I wrote this scritch-scratchy thing while Marie and Anne made the pies, way back in 1976. The typed recipe shown below is a cleaned-up version of this, using the Libby’s recipe for reference. Why the lower temps? Marie’s oven ran hot.My mom made the best Pumpkin Pie. Try it. You’ll see!
My youngest sister, Julie, is traveling across the country this week to visit our other sister, Anne. Julie’s only request for Thanksgiving dinner is Mom’s Pumpkin Pie. Anne hasn’t made the pie for quite some time, so she came to me, hoping I knew the recipe.
Marie used the Libby’s Famous Pumpkin Pie recipe—the one on the pumpkin can. She added this and that to it. “All I do is add extra eggs and milk, so it’s like a custard.” I’ve made the pies regularly over the years, but I couldn’t assure Anne that my pies were the same as Mom’s. So, she ventured into her creepy attic to find the handwritten recipe that I wrote down when we were much, much younger. Whoa! So brave, and now we’ll share it with you—Marie’s pie recipe… with measurements!
Marie’s Pumpkin Pie
(Makes 2 pies, 16 servings)
- 3/4 cup sugar
- 3/4 cup brown sugar
- 1 tsp. salt
- 2 tsp. cinnamon
- 1 tsp. nutmeg
- 1/2 tsp. cloves (optional)
- 6 eggs
- 1 can (29 oz.) Libby’s Solid Pack Pumpkin
- 1 can (12 oz.) evaporated milk
- 1-3/4 cups whole milk or 2% milk
- 2 unbaked 9-inch deep-dish pie shells
Prepare
In a small bowl, mix the sugars and spices—the first six ingredients.
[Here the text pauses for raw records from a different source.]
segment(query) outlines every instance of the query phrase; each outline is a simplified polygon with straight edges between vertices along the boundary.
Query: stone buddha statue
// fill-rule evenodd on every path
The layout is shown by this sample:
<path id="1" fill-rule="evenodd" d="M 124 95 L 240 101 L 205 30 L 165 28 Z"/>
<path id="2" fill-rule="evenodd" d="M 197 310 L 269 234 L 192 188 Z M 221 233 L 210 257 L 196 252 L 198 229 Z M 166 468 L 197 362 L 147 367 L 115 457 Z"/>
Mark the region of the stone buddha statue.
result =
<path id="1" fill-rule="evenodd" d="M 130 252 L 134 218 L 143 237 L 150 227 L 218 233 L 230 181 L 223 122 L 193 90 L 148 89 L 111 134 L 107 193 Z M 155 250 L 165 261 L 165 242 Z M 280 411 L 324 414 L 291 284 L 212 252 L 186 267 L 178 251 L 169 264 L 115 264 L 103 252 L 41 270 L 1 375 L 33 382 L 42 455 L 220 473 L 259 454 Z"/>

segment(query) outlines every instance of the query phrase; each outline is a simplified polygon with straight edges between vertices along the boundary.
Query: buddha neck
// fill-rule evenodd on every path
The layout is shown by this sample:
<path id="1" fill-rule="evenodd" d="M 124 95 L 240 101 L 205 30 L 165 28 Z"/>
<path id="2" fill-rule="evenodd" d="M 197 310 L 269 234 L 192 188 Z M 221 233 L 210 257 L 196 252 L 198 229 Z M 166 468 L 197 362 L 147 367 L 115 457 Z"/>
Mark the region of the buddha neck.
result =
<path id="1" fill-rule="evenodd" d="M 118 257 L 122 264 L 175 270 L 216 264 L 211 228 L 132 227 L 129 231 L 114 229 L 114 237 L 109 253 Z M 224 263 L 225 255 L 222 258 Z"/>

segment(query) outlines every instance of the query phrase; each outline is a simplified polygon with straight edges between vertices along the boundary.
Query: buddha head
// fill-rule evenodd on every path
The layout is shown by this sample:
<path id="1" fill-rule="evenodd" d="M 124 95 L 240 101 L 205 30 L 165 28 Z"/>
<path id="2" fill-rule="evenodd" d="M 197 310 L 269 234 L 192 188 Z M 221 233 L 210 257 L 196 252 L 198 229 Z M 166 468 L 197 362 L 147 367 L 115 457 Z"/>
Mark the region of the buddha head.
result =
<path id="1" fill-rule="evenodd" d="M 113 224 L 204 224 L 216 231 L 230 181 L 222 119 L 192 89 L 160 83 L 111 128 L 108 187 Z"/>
In a large bowl, beat the eggs.
Combine and stir the pumpkin, sugar-spice mixture, and eggs in the large bowl. Gradually stir in the evaporated milk and milk.
Pour into the pie shells. (You will have extra. Marie usually made another little pie. I pour the mixture into custard cups.)
Bake in preheated 425°F. oven for 15 minutes.
Reduce the temperature to 350°F., and bake 40 to 50 minutes or until knife inserted near center comes out clean.
Cool on wire rack for 2 hours. Serve immediately or refrigerate.